La condesa de Tilly no era capaz de detenerse en una cosa o en una idea.

—Perdonadme si digo alguna vez tonterías —decía—. ¡La vida me parece tan larga! Estoy deseando morir. ¿Usted cree que habrá alma, Miguel?

—Sí; supongo que sí.

—¿Pero alma inmortal?

—No sé, eso no sé; ni creo que lo sepa con certeza nadie.

—Sabe usted que yo he sido atea en otra época y que leí libros de Voltaire y de Holbach. ¡Qué horror, verdad!

—Sí, un completo horror.

—Ahora soy completamente creyente, como un niño. ¿Habrá cielo, Miguel? ¿Eh? ¡Si no, qué vamos a hacer en la tierra, en un sitio tan frío, tan húmedo!

—No sé qué podremos hacer. La tierra es cosa poco cómoda, indudablemente.

Margarita iba con frecuencia a Gastizar y trataba a su abuela como a una niña; le acostaba y le reñía.

Se fijó el día de la boda de Margarita para mayo. La ceremonia se verificó con gran rumbo. La condesa de Tilly se presentó ante el altar vestida de color de rosa y llena de joyas, y estaba tan bien con sus cabellos blancos y sus ojos azules, que produjo el entusiasmo de todos.

Al salir de la iglesia había dos coches en la carretera; en uno entraron Sampau y Margarita, en el otro, la condesa de Tilly con su criada vieja de cofia blanca.

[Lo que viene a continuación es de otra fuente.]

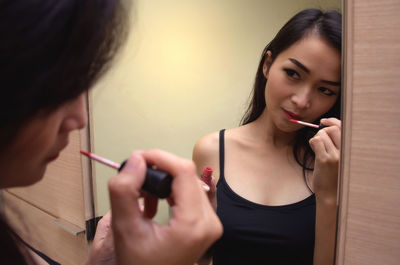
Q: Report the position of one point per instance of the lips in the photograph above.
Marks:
(291, 115)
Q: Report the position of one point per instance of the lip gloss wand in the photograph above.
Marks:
(320, 126)
(156, 183)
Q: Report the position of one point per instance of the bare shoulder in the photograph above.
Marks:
(206, 152)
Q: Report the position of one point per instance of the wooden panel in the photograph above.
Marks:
(39, 230)
(60, 193)
(369, 217)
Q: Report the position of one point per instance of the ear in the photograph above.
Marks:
(267, 63)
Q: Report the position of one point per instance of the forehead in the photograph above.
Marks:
(320, 57)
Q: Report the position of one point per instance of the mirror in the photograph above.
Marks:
(186, 70)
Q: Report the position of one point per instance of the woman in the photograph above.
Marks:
(51, 53)
(276, 179)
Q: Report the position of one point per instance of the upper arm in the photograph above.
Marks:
(206, 153)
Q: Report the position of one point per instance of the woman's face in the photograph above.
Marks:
(303, 82)
(39, 142)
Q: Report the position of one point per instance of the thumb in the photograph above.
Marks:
(124, 190)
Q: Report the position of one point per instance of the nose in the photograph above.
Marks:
(75, 114)
(302, 98)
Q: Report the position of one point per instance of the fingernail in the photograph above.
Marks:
(131, 165)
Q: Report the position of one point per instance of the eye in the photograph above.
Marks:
(326, 91)
(292, 73)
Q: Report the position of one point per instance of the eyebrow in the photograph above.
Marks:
(305, 69)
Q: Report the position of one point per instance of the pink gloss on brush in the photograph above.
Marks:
(206, 175)
(157, 182)
(308, 124)
(101, 160)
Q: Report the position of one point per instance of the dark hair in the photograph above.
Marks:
(328, 25)
(51, 51)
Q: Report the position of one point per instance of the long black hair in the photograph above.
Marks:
(51, 51)
(327, 25)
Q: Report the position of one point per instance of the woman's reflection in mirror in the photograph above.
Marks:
(276, 181)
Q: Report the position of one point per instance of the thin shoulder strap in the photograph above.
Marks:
(221, 153)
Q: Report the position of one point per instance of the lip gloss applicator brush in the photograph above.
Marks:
(156, 183)
(320, 126)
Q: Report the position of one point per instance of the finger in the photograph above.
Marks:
(103, 226)
(150, 206)
(330, 147)
(317, 145)
(334, 133)
(124, 190)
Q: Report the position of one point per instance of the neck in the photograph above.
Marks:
(266, 131)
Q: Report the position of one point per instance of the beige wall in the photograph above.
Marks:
(186, 70)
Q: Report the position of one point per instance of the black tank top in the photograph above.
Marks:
(259, 234)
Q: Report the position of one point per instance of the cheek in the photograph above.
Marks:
(276, 89)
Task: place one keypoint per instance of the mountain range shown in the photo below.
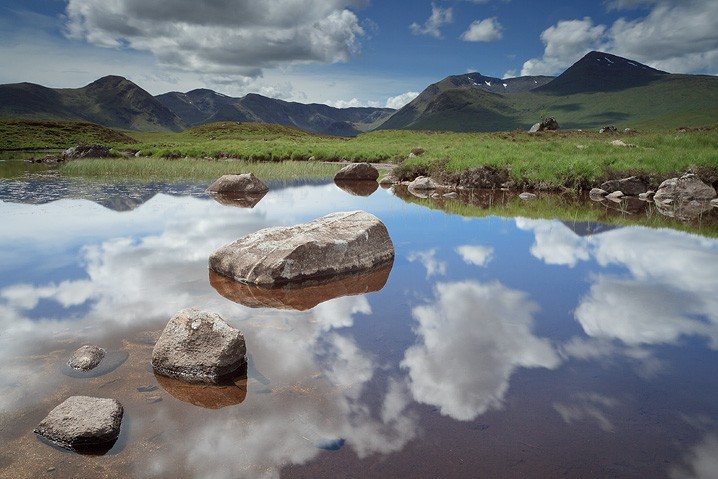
(597, 90)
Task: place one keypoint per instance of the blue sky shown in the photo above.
(339, 52)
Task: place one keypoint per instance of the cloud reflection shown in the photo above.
(474, 336)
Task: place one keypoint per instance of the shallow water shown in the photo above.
(496, 347)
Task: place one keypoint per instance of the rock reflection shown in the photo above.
(303, 296)
(357, 187)
(209, 396)
(475, 335)
(238, 199)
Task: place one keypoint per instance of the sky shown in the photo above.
(343, 53)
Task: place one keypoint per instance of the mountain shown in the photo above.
(597, 90)
(202, 106)
(111, 101)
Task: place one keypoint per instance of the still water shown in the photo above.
(494, 347)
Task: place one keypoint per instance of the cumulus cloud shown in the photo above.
(399, 101)
(432, 27)
(485, 30)
(225, 36)
(677, 36)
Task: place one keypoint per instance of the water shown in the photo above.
(495, 347)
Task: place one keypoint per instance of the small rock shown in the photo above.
(198, 346)
(82, 421)
(357, 171)
(86, 358)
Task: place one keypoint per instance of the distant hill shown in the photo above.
(111, 101)
(203, 106)
(597, 90)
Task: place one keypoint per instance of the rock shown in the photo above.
(81, 422)
(423, 183)
(336, 244)
(597, 193)
(86, 151)
(86, 357)
(245, 184)
(357, 171)
(549, 123)
(686, 188)
(631, 186)
(198, 346)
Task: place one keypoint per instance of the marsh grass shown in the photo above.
(152, 169)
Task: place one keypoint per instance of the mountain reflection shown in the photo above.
(474, 336)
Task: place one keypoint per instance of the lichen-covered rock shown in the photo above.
(86, 357)
(357, 171)
(336, 244)
(82, 421)
(198, 346)
(245, 183)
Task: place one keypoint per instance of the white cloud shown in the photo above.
(432, 27)
(485, 30)
(221, 37)
(399, 101)
(473, 337)
(677, 36)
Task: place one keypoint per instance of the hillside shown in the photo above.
(203, 106)
(598, 90)
(111, 101)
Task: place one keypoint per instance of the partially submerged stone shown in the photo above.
(328, 247)
(198, 346)
(86, 357)
(82, 422)
(244, 184)
(357, 172)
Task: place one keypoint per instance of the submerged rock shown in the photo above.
(86, 357)
(198, 346)
(245, 183)
(357, 171)
(82, 422)
(328, 247)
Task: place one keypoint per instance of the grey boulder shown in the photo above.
(245, 183)
(327, 247)
(82, 421)
(86, 358)
(357, 171)
(198, 346)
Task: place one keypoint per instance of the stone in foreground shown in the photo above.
(357, 171)
(328, 247)
(82, 422)
(86, 358)
(198, 346)
(245, 184)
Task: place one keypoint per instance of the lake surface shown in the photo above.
(494, 347)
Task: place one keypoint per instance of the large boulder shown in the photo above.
(331, 246)
(686, 188)
(86, 357)
(357, 171)
(86, 151)
(631, 186)
(242, 184)
(198, 346)
(82, 422)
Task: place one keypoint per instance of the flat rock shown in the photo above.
(357, 171)
(245, 184)
(82, 421)
(86, 357)
(198, 346)
(331, 246)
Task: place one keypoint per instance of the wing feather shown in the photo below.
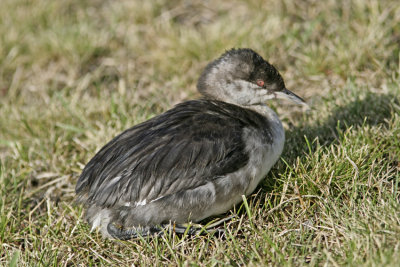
(185, 147)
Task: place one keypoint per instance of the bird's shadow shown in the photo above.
(371, 109)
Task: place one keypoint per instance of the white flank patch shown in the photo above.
(141, 203)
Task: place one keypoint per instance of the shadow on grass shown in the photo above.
(373, 109)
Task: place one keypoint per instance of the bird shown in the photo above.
(193, 161)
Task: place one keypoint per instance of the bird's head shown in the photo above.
(242, 77)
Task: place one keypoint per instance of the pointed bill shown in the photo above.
(289, 95)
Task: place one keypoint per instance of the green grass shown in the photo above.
(73, 74)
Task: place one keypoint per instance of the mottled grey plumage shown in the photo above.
(193, 161)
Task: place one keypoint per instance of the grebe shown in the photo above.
(193, 161)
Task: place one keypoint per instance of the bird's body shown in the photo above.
(191, 162)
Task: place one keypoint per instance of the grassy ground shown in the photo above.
(73, 74)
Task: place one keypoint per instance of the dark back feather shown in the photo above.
(183, 148)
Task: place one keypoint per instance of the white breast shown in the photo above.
(262, 156)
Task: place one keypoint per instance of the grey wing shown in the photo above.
(176, 151)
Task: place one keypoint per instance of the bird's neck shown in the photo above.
(265, 111)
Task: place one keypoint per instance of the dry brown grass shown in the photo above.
(73, 74)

Larresore y Miguel besaron la mano de la condesa.

—¡Qué lástima que sea tan vieja, Miguel! —exclamó ella, con los ojos azules llenos de lágrimas.

—Siempre será usted encantadora —contestó él, besándole la mano.

Y los dos coches tomaron el camino de Bayona, llevando uno la juventud y el amor, el otro la vejez y los desengaños.